If your application is slow, you should be eager to know exactly why it's slow. You should be equally eager to know, whether you wrote the code yourself or someone else wrote it for you. To avoid collecting the right performance diagnostic data for an application because you're afraid of what you might find out is like taking your hands off the wheel and covering your eyes when a child rides his bike out in front of the car that you're driving. There's significant time-value upon information about performance problems. Even if someone else's code is the reason for your performance problem (or whatever truth you might be afraid of learning), you need to know it as early as possible.

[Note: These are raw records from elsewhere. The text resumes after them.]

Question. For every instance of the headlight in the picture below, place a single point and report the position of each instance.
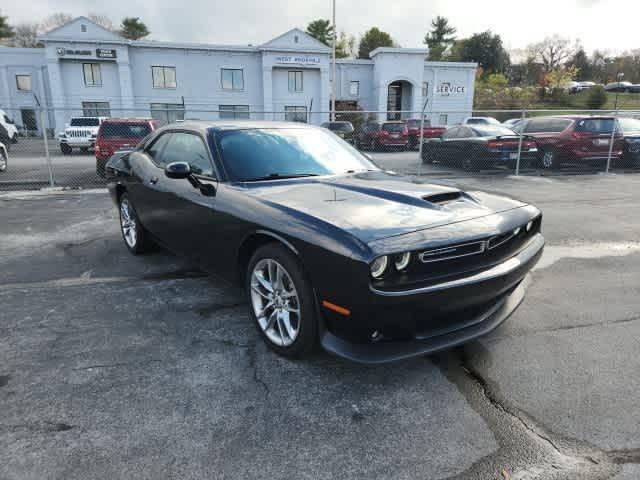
(402, 260)
(379, 266)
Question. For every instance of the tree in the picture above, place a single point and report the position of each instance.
(484, 48)
(5, 29)
(372, 39)
(441, 36)
(133, 29)
(102, 20)
(321, 30)
(26, 36)
(54, 21)
(553, 51)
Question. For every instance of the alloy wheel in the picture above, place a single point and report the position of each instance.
(275, 302)
(128, 223)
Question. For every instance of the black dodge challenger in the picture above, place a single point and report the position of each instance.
(373, 265)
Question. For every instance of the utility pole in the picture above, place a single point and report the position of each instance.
(333, 67)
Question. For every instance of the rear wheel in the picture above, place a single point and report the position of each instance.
(133, 233)
(281, 301)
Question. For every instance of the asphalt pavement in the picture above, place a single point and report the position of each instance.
(115, 366)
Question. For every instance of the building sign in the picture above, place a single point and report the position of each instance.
(298, 60)
(105, 53)
(448, 89)
(69, 51)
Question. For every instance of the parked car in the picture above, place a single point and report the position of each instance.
(79, 133)
(625, 87)
(4, 158)
(120, 134)
(572, 138)
(376, 136)
(413, 131)
(473, 147)
(341, 128)
(8, 130)
(630, 128)
(328, 247)
(480, 121)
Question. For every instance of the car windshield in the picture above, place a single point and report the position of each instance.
(493, 131)
(392, 127)
(85, 122)
(629, 124)
(258, 154)
(125, 130)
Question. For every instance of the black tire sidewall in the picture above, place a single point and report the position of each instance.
(308, 333)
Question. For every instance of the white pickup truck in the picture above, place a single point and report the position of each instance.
(80, 133)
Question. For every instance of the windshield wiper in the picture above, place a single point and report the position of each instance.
(280, 176)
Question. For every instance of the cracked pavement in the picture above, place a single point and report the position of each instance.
(114, 366)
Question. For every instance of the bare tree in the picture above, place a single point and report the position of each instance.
(25, 35)
(553, 51)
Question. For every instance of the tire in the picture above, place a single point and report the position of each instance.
(286, 332)
(549, 159)
(133, 233)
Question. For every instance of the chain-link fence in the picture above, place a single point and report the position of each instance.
(69, 148)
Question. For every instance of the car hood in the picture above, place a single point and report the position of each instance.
(376, 205)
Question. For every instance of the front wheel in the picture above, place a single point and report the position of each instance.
(133, 233)
(281, 301)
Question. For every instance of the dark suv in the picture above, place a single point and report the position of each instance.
(573, 139)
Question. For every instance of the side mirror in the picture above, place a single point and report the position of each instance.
(178, 170)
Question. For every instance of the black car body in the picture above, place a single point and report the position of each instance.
(469, 252)
(341, 128)
(479, 146)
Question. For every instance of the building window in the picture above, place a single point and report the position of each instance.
(295, 114)
(167, 112)
(354, 88)
(96, 109)
(232, 79)
(92, 74)
(295, 81)
(23, 82)
(234, 112)
(164, 77)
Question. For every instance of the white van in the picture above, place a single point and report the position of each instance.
(8, 131)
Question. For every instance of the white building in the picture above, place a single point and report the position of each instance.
(86, 69)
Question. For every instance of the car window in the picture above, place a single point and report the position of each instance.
(156, 147)
(188, 147)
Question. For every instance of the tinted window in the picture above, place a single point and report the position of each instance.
(492, 131)
(85, 122)
(187, 147)
(125, 130)
(595, 125)
(392, 127)
(156, 148)
(251, 154)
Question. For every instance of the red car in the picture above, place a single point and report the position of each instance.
(117, 134)
(413, 130)
(573, 139)
(376, 136)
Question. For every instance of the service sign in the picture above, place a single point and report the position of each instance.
(105, 53)
(448, 89)
(297, 60)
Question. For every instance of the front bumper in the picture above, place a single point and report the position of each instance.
(437, 317)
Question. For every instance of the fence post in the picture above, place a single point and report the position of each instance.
(612, 139)
(520, 142)
(43, 123)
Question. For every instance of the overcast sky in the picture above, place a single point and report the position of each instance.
(599, 24)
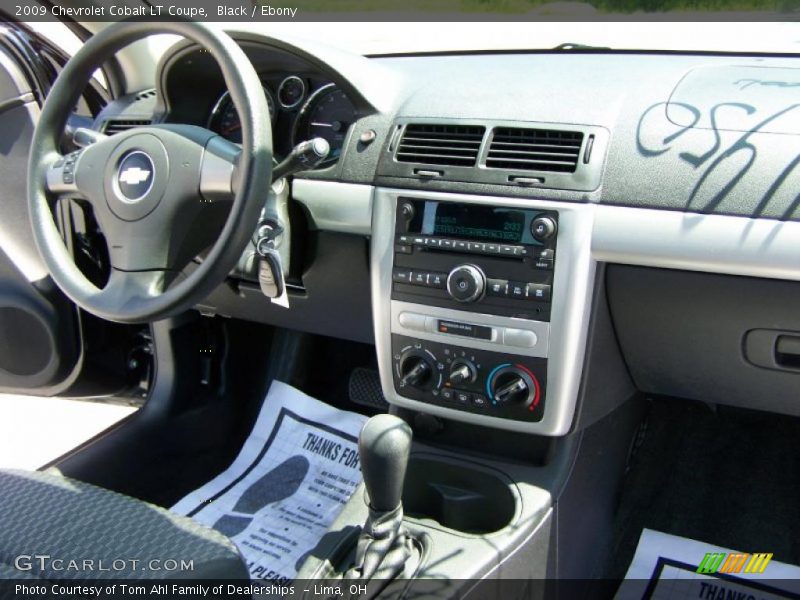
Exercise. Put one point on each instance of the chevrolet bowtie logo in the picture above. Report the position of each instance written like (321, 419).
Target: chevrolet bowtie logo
(134, 176)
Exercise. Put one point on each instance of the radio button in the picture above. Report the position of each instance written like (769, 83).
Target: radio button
(419, 278)
(413, 321)
(516, 289)
(479, 401)
(506, 250)
(463, 397)
(547, 254)
(497, 287)
(539, 291)
(437, 280)
(401, 275)
(520, 338)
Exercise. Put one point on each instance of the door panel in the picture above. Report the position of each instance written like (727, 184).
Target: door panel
(39, 340)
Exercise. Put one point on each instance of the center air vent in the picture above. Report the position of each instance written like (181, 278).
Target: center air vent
(113, 126)
(534, 149)
(450, 145)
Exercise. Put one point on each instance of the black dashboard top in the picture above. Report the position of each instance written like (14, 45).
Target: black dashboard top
(698, 133)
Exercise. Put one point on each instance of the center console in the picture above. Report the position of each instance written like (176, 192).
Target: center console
(481, 306)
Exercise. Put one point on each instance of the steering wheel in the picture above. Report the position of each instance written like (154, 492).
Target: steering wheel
(151, 187)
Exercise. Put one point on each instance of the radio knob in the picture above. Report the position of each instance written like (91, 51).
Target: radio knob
(466, 283)
(543, 228)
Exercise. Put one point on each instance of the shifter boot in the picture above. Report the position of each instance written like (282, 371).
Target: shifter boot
(384, 547)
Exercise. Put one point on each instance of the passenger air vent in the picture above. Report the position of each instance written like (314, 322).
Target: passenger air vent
(113, 126)
(534, 149)
(449, 145)
(145, 95)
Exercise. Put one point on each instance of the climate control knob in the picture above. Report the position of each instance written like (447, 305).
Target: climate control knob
(466, 283)
(416, 371)
(511, 384)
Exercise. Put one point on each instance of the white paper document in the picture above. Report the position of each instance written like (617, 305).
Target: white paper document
(296, 471)
(665, 567)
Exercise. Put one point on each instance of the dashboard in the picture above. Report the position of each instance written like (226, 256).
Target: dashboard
(486, 220)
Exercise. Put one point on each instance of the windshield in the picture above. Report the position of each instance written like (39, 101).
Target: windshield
(409, 38)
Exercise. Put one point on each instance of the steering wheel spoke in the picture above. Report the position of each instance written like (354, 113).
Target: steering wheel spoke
(60, 174)
(219, 170)
(131, 289)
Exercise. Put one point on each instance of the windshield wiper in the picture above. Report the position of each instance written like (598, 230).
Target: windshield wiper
(575, 46)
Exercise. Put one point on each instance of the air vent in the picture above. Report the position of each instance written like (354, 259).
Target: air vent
(145, 95)
(449, 145)
(534, 149)
(113, 126)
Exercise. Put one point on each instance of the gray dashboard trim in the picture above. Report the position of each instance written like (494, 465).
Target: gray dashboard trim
(592, 233)
(697, 242)
(334, 206)
(540, 329)
(572, 294)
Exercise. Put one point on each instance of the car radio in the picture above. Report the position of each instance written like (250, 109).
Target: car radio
(475, 258)
(471, 295)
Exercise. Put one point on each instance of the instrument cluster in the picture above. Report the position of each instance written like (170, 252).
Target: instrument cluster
(301, 107)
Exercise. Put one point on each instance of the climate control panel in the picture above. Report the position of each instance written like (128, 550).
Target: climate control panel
(467, 379)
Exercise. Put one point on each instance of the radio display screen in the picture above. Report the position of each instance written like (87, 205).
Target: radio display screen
(475, 222)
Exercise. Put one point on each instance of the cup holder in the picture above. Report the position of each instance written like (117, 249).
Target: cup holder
(458, 495)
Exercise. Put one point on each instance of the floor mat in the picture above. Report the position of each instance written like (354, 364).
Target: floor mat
(668, 567)
(297, 469)
(730, 477)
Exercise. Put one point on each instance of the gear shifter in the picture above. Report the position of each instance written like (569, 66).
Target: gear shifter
(383, 447)
(384, 545)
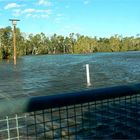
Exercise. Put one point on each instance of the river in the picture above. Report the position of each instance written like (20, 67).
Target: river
(54, 74)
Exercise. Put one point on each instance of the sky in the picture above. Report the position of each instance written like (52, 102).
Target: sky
(100, 18)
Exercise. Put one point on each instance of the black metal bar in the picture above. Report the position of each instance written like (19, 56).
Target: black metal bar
(23, 105)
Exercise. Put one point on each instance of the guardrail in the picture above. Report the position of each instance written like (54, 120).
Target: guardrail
(106, 113)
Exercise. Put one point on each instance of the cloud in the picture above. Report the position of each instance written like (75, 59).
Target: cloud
(30, 15)
(44, 2)
(36, 13)
(16, 12)
(11, 5)
(31, 10)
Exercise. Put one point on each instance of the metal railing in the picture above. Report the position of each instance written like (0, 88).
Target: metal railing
(106, 113)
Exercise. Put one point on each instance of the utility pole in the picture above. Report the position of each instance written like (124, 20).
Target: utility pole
(14, 23)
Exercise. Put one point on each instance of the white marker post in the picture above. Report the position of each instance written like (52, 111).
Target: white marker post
(88, 75)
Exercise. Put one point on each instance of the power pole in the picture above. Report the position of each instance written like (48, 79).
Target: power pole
(14, 23)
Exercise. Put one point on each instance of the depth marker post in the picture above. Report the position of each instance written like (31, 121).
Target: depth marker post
(88, 75)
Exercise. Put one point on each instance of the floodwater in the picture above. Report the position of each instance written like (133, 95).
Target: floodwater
(54, 74)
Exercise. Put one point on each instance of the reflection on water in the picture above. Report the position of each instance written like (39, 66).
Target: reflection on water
(51, 74)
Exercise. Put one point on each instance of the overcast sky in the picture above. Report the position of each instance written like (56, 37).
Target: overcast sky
(101, 18)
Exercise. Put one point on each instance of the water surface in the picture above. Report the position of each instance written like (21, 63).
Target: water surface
(53, 74)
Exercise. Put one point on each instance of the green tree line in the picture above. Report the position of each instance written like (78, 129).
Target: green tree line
(33, 44)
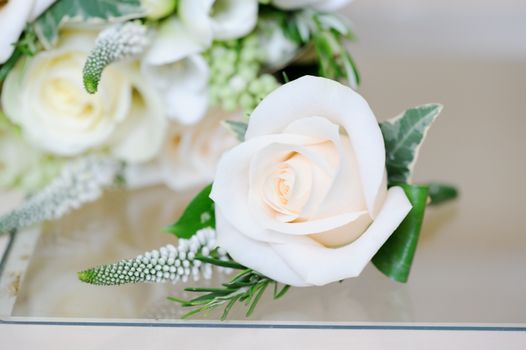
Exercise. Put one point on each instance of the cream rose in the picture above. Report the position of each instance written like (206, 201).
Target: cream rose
(304, 199)
(46, 98)
(14, 14)
(190, 154)
(322, 5)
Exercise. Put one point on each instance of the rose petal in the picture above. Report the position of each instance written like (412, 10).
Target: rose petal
(313, 96)
(348, 261)
(260, 255)
(231, 184)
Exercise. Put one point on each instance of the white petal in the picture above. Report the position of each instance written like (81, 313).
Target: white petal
(230, 191)
(314, 96)
(330, 5)
(293, 4)
(13, 17)
(183, 86)
(257, 255)
(173, 42)
(139, 138)
(235, 18)
(319, 265)
(195, 15)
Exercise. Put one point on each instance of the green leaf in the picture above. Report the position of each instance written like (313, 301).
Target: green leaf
(238, 128)
(403, 136)
(441, 193)
(395, 257)
(10, 64)
(79, 11)
(198, 215)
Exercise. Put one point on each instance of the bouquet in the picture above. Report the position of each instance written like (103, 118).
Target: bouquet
(252, 101)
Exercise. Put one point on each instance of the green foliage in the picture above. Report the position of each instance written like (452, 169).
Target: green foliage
(238, 128)
(246, 287)
(198, 215)
(79, 11)
(395, 257)
(236, 77)
(328, 34)
(403, 137)
(27, 46)
(440, 193)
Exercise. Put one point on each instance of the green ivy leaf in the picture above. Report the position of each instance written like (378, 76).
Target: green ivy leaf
(395, 257)
(79, 11)
(198, 215)
(441, 193)
(403, 136)
(238, 128)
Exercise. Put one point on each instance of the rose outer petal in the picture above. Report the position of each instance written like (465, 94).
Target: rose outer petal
(318, 265)
(260, 255)
(312, 96)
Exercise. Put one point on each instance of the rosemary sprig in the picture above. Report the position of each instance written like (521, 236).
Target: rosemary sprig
(248, 286)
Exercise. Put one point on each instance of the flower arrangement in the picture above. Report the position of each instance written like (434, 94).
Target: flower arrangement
(307, 186)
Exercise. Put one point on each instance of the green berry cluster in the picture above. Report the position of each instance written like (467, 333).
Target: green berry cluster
(237, 81)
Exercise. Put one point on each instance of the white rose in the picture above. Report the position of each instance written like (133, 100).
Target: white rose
(277, 49)
(45, 97)
(178, 73)
(322, 5)
(304, 199)
(219, 19)
(17, 159)
(14, 14)
(190, 155)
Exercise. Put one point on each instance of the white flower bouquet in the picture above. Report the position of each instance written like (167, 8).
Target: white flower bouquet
(307, 186)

The SLA Manager service I talked about is so important because the most difficult part of using Method R is usually the data collection step. The difficulty is almost always more political than technical. It's overcoming the question, "Why should we change the way we collect our data?" I believe the business value of knowing how long your computer system takes to execute tasks for your business is important enough that it will get people into the habit of measuring response time. ...Which is a vital step in solving the data collection problem that's at the heart of every persistent performance problem I've ever seen. I believe the data collection service that I described will help remove the most important remaining barrier to highly manageable application software performance in our market.